Killing Pixels - A New Optimization for Shading on ARM Mali GPUs

Invisible pixels are expensive                                                           

Chinese Version中文版


Shading pixels is  expensive, so you want to make sure that you don't spend time and energy  shading pixels that will not actually make it to the screen. To address  this, ARM® Mali™ GPUs are pioneering a novel optimization.

But before we jump to the solution, why do we have invisible pixels in the first place? For an exploration of when pixels are and are not, you might also enjoy Ed Plowman's Of Philosophy and When is a Pixel Not a Pixel?

The colour of every pixel on the screen is determined by a shader program.  Each object typically has a different program associated with it, and  one thread of execution is spawned for every pixel in the object. Once  launched, these threads are committed to complete (unless they execute a  "discard" instruction to terminate themselves), and they then pass the  calculated colour to the blending unit where it is combined with the  existing pixel value in the output image.
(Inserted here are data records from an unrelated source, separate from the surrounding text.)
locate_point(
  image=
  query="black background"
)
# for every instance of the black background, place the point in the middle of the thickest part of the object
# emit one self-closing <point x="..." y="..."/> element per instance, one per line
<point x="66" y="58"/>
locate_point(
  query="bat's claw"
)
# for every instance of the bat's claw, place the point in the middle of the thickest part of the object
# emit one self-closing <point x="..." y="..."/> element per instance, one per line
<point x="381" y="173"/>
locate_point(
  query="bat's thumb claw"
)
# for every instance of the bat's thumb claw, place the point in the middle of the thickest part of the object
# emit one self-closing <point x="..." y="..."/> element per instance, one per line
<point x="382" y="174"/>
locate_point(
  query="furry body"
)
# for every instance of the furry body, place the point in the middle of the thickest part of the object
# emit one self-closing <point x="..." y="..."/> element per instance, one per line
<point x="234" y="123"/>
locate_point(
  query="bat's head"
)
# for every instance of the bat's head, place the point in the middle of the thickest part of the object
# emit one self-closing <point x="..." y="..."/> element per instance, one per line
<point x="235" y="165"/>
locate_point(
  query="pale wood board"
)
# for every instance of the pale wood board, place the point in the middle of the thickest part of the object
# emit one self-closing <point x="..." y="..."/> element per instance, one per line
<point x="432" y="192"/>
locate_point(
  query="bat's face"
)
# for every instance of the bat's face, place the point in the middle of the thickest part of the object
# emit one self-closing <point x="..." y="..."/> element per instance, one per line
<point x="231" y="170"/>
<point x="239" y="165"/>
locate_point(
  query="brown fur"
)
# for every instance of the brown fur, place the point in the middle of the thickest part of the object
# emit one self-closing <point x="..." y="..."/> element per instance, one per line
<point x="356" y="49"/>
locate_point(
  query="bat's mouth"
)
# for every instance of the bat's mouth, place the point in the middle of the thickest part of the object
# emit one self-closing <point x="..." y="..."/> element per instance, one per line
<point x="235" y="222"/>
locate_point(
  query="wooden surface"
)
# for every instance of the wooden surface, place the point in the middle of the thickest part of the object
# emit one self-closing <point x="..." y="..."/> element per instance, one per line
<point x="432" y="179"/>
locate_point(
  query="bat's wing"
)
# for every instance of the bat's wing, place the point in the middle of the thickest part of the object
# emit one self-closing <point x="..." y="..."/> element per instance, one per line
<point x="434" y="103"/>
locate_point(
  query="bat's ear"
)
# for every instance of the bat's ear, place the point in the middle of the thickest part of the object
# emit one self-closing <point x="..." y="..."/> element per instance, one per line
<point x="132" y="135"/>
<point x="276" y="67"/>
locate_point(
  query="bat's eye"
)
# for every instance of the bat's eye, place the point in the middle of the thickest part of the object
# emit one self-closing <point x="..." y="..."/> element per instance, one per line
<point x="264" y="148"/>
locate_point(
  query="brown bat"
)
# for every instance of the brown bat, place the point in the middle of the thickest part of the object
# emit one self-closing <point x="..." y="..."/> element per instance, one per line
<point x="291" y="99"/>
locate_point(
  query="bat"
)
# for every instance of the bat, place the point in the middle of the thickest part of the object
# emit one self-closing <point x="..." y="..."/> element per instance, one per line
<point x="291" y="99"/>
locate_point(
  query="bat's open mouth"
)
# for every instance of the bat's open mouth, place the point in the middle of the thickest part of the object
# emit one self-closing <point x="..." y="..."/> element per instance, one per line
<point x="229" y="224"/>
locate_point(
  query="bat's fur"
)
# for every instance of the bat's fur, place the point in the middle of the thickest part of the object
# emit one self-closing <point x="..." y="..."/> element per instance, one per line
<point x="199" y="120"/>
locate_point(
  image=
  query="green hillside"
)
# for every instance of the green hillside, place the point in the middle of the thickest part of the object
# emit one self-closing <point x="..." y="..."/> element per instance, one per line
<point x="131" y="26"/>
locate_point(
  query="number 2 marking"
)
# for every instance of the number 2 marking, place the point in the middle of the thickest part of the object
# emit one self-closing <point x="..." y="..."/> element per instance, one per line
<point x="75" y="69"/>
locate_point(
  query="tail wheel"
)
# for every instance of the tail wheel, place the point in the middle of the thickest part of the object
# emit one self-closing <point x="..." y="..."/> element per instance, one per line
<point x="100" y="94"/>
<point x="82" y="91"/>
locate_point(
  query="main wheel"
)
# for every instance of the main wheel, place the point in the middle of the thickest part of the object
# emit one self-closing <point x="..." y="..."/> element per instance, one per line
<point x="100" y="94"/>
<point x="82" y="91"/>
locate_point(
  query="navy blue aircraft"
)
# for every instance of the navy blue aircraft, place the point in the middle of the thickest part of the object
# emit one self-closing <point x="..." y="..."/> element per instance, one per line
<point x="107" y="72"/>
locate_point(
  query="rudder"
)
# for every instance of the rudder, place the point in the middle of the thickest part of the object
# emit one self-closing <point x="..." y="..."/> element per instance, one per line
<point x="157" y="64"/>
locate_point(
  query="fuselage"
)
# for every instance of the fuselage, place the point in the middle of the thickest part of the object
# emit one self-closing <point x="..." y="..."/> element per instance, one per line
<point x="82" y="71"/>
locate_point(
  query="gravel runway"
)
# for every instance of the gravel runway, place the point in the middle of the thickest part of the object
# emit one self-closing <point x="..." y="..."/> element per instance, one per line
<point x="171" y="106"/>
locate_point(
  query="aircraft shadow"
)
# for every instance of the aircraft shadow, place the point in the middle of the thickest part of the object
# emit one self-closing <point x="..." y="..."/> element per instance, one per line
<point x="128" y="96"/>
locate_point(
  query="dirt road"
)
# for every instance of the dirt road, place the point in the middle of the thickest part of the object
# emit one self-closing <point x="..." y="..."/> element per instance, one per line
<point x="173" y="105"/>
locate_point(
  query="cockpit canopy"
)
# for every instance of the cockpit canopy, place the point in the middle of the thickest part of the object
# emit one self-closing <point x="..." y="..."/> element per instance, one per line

The key problem here is overdraw  - nearby objects will be drawn over more distant objects, hiding them.  There's no point drawing the Emerald City on the horizon in huge detail  if there's a hill in the foreground occluding (hiding) it. If you have  already spent the time and effort rendering the emerald pixels before  discovering that they will be overdrawn, then this is a waste of  performance, time, battery life, and possibly karma.

 
Reducing the load


There  are several existing approaches that aim to reduce the cost of  overdrawn pixels. The first is for the application to use its knowledge  of the scene to avoid even sending geometry to the graphics driver at  all. This works well in closed, room-based games but requires additional  logic in the game engine. For common classes of scene, it's also quite  difficult actually working out which objects are occluding others.

Even  if you do eliminate some of the more distant geometry, there will still  be cases where the geometry you do draw is still hidden. Perhaps  there's an enemy player in the same room as you - you can see their  helmet, but the rest of them is behind a crate. You don't want to shade  the pixels for the whole character when just the top of his hat is  enough.
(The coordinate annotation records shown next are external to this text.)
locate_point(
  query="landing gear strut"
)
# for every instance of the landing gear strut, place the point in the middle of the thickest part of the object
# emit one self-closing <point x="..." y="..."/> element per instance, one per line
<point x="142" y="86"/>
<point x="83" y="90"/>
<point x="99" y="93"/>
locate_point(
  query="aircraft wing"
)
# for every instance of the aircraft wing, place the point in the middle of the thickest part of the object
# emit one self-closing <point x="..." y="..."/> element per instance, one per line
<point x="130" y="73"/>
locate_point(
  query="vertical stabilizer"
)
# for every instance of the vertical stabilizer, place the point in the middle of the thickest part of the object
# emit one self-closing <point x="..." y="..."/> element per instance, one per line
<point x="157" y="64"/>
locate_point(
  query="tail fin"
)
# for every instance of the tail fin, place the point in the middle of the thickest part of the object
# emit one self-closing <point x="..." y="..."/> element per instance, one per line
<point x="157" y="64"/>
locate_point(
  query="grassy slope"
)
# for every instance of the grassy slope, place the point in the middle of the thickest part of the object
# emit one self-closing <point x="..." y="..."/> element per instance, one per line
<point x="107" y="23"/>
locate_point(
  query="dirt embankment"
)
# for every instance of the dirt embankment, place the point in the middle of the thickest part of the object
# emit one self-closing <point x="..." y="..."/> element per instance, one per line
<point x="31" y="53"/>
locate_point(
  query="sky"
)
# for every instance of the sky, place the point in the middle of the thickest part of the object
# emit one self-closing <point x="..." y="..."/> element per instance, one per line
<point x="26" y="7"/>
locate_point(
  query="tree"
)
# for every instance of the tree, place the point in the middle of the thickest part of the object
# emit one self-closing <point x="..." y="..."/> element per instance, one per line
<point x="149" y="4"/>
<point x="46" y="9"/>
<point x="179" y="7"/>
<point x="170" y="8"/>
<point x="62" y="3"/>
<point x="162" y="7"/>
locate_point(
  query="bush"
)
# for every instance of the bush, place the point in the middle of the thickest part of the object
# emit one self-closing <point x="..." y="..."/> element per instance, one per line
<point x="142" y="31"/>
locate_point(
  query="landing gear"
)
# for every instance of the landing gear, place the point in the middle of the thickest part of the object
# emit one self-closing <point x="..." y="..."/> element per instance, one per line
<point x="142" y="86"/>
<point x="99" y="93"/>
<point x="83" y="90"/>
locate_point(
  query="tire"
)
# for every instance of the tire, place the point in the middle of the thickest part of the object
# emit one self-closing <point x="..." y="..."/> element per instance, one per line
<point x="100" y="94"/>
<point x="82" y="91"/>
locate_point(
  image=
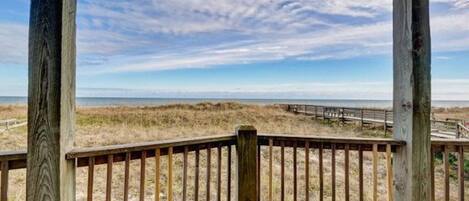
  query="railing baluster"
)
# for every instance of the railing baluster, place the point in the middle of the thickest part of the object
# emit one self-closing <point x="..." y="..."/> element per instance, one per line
<point x="170" y="174"/>
<point x="142" y="175"/>
<point x="4" y="181"/>
<point x="110" y="160"/>
<point x="258" y="172"/>
<point x="306" y="171"/>
<point x="271" y="143"/>
<point x="157" y="174"/>
<point x="389" y="174"/>
<point x="461" y="172"/>
<point x="346" y="170"/>
<point x="446" y="169"/>
<point x="228" y="182"/>
<point x="90" y="179"/>
<point x="375" y="172"/>
<point x="321" y="176"/>
<point x="432" y="172"/>
<point x="360" y="173"/>
<point x="333" y="172"/>
<point x="282" y="171"/>
<point x="196" y="177"/>
<point x="184" y="174"/>
<point x="209" y="156"/>
<point x="295" y="182"/>
<point x="126" y="176"/>
<point x="219" y="173"/>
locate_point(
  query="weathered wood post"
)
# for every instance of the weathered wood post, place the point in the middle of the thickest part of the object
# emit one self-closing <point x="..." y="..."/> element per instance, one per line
<point x="247" y="163"/>
<point x="361" y="119"/>
<point x="412" y="99"/>
<point x="51" y="100"/>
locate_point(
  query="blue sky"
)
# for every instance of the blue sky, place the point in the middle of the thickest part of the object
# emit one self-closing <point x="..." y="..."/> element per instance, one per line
<point x="240" y="48"/>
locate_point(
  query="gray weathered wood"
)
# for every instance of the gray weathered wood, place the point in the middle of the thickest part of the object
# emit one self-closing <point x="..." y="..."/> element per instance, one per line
<point x="412" y="97"/>
<point x="51" y="102"/>
<point x="246" y="154"/>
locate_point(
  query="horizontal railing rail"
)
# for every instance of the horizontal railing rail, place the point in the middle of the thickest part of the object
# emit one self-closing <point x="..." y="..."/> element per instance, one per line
<point x="302" y="150"/>
<point x="286" y="161"/>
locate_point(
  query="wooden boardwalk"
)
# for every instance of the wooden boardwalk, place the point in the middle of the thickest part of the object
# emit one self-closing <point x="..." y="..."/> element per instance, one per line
<point x="446" y="129"/>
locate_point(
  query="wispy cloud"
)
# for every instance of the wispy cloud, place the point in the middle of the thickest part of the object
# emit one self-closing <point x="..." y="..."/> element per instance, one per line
<point x="443" y="89"/>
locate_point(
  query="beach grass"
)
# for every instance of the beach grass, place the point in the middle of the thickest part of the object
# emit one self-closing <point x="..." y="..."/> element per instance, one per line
<point x="96" y="126"/>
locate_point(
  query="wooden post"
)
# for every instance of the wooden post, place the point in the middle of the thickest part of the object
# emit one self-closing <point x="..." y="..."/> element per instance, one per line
<point x="247" y="163"/>
<point x="51" y="100"/>
<point x="385" y="123"/>
<point x="412" y="99"/>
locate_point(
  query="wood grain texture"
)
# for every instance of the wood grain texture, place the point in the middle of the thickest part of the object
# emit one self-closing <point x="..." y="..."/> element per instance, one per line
<point x="143" y="162"/>
<point x="126" y="176"/>
<point x="208" y="175"/>
<point x="271" y="142"/>
<point x="333" y="197"/>
<point x="228" y="183"/>
<point x="432" y="173"/>
<point x="247" y="159"/>
<point x="184" y="174"/>
<point x="461" y="174"/>
<point x="282" y="171"/>
<point x="109" y="178"/>
<point x="389" y="175"/>
<point x="411" y="101"/>
<point x="295" y="173"/>
<point x="347" y="173"/>
<point x="360" y="175"/>
<point x="219" y="156"/>
<point x="321" y="174"/>
<point x="375" y="172"/>
<point x="51" y="100"/>
<point x="447" y="174"/>
<point x="306" y="171"/>
<point x="170" y="174"/>
<point x="196" y="174"/>
<point x="157" y="174"/>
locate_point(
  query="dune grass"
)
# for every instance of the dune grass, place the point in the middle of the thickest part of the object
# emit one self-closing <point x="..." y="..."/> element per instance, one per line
<point x="97" y="126"/>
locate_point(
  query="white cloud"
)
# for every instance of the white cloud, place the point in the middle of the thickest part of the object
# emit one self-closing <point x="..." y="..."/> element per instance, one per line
<point x="13" y="43"/>
<point x="165" y="34"/>
<point x="442" y="89"/>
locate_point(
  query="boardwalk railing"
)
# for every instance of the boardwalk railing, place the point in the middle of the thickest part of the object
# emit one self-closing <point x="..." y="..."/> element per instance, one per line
<point x="440" y="128"/>
<point x="288" y="167"/>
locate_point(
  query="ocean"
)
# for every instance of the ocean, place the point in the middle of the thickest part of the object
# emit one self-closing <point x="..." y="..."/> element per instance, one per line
<point x="102" y="102"/>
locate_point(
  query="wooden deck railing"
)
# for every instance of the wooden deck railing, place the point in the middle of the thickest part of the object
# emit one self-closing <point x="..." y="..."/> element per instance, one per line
<point x="447" y="149"/>
<point x="286" y="162"/>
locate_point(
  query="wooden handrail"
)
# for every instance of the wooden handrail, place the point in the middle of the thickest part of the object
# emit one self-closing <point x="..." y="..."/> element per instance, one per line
<point x="132" y="147"/>
<point x="117" y="153"/>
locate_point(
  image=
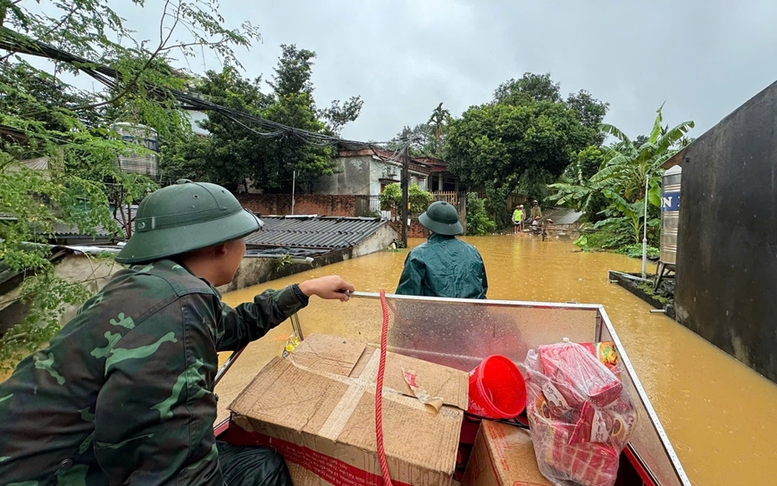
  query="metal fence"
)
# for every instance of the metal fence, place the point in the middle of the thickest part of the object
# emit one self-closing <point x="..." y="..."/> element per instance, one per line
<point x="369" y="206"/>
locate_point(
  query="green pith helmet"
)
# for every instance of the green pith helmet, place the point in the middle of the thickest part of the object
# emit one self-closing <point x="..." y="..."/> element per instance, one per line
<point x="441" y="218"/>
<point x="184" y="217"/>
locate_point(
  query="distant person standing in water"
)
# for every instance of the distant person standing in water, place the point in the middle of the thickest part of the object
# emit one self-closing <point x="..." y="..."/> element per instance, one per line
<point x="518" y="217"/>
<point x="536" y="212"/>
<point x="443" y="266"/>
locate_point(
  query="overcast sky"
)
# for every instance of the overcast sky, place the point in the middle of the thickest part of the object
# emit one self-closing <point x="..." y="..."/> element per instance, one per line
<point x="703" y="58"/>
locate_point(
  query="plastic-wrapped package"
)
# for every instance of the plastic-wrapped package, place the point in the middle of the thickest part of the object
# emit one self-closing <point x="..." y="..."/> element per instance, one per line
<point x="580" y="415"/>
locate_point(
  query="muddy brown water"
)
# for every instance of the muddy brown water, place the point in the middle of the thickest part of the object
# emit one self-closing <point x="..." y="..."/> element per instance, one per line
<point x="718" y="413"/>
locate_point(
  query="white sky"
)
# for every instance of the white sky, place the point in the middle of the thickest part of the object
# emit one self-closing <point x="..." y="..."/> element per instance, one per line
<point x="703" y="58"/>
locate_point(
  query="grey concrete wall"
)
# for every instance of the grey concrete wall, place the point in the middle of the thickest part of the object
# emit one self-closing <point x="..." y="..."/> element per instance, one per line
<point x="353" y="177"/>
<point x="379" y="241"/>
<point x="726" y="283"/>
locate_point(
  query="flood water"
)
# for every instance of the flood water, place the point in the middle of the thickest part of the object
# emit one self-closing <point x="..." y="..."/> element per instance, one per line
<point x="718" y="414"/>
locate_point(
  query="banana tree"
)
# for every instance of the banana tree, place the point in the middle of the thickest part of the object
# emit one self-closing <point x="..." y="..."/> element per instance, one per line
<point x="629" y="165"/>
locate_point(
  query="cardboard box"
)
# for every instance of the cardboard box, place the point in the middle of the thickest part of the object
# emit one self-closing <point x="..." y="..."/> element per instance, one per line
<point x="317" y="408"/>
<point x="503" y="455"/>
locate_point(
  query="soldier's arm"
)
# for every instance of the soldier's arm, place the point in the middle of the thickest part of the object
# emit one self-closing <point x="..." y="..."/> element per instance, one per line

Using a simple depth-buffer,  together with "early" depth testing, it is possible to determine that  the pixels from a more distant object are hidden by the pixels from the  nearer one before we start shading the pixels.

By  sorting the objects in order of increasing distance, and drawing the  nearest objects first, it is possible to help the process along and  eliminate most of the hidden pixels in an overdrawn image.  Of course, it's not  possible to do the reverse, as the pipeline is not  psychic and cannot  know what is going to be drawn afterwards... but hold  that thought.
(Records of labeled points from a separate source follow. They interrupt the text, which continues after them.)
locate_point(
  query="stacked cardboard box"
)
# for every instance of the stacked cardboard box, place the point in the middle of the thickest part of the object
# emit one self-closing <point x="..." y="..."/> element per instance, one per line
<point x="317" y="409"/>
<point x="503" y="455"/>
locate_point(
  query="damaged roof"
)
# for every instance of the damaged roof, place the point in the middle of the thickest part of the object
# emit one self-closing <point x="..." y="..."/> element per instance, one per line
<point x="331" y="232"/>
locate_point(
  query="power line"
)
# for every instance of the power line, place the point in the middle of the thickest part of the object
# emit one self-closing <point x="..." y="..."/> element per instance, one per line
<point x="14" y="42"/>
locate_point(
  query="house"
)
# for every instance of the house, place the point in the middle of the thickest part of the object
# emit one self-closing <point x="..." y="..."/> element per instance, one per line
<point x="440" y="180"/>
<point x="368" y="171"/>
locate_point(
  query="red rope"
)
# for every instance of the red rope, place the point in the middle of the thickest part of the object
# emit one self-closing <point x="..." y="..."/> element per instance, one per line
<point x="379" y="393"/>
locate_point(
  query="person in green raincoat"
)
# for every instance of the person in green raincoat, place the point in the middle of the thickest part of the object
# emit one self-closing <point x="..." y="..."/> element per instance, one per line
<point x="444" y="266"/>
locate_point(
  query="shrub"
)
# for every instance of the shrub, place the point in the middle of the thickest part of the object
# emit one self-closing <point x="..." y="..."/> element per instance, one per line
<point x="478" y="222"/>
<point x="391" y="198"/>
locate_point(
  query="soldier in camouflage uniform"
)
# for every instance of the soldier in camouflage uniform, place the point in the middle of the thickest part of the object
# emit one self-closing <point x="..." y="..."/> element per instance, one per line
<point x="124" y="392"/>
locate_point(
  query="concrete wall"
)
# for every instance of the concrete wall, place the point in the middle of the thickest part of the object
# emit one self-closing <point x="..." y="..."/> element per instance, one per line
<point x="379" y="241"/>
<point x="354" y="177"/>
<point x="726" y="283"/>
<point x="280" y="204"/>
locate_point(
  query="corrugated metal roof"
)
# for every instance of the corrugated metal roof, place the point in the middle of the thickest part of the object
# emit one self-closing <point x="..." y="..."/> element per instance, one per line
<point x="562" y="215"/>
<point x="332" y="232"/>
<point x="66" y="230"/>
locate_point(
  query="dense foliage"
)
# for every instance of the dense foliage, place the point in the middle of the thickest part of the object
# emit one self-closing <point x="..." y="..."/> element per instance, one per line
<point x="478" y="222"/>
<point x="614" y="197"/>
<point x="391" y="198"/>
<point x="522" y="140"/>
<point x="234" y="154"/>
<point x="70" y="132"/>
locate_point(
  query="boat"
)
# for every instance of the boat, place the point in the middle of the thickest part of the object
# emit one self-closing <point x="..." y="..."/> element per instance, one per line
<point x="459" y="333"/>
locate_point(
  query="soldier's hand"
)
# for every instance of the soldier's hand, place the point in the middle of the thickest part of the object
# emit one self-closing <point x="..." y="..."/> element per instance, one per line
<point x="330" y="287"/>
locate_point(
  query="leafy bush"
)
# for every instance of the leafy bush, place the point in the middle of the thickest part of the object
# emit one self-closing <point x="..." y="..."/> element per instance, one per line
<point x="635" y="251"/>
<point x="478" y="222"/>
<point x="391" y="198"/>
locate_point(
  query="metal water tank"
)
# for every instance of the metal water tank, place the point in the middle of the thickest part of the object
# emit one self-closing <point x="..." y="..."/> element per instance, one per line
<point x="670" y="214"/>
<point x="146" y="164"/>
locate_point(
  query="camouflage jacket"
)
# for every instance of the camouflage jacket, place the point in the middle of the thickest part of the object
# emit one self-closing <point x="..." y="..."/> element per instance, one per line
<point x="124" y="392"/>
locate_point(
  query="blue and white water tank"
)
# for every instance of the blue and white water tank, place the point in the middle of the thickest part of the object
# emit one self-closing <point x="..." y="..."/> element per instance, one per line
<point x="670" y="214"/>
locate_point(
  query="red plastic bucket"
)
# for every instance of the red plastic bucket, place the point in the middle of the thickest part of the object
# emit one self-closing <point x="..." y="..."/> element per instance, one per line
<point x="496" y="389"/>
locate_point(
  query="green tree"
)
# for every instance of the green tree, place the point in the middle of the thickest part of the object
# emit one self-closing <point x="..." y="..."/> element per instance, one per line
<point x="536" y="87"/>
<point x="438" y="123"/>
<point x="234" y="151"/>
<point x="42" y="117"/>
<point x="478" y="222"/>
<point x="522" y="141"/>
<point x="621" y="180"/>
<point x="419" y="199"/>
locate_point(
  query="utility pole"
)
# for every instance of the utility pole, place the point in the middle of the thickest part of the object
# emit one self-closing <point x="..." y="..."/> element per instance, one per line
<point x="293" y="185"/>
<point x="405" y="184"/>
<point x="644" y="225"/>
But front-to-back sorting has some other problems.

For semi-transparent objects, front-to-back is  exactly the wrong order to draw them in, as they need to be blended with  the objects behind them. And just sorting the objects in the first  place takes time. Even worse, the structure of modern graphics APIs (OpenGL ES® and Direct3D®)  doesn't really include the concept of "object in a scene" at all, so  you have to keep track of this yourself and draw in an acceptable order.

Another  way to avoid work is to defer as much shading as possible, by first  running a quick pass that just calculates the depths and stores the data  about which object is in front at each pixel, and only after all the  pixels have been calculated, running the full lighting calculation.

This  works extremely well. At least, it works well until you come across  something that breaks the rules. Perhaps it's a pixel which writes its  own depth. Perhaps it's a semi-transparent object. As soon as that  happens, you have to fall back into a more "brute force" mode of  operation in order to keep track of the additional data. The fail-over  isn't soft, either, as performance decreases markedly as soon as any  special cases are detected, and these are becoming common as the game  engines strive for more and more realism.

And so, with the  inevitability of a rhetorical question at the end of the introduction to  a technology article, what can we do about it?

Forward Pixel Kill


Our  answer is a patented technology known as Forward Pixel Kill (FPK),  which is included in ARM Mali GPUs from Mali-T62X and T678 onwards (such  as the Mali-T628 MP6 in the recently announced Samsung Exynos5420).

In  an FPK-enabled GPU, the threads that colour the pixels are not  irrevocably committed to complete once they are launched. Calculations  already in flight can be terminated at any time if we spot that a later  thread will write opaque data to the same pixel location. Since each  thread takes a finite time to complete, we have a window in time which  we can exploit to kill pixels already in the pipeline. In effect, we  exploit the depth of the pipeline to emulate the "psychic"  seeing-into-the-future effect that I alluded to earlier.

In fact, it's possible to do even better than this. By adding a simple FIFO buffer  to the start of the pipeline, we can extend the forward pixel kill  zone, making it more likely to spot overdraw, and at the same time  giving the pipeline the chance to kill threads before they are even  started.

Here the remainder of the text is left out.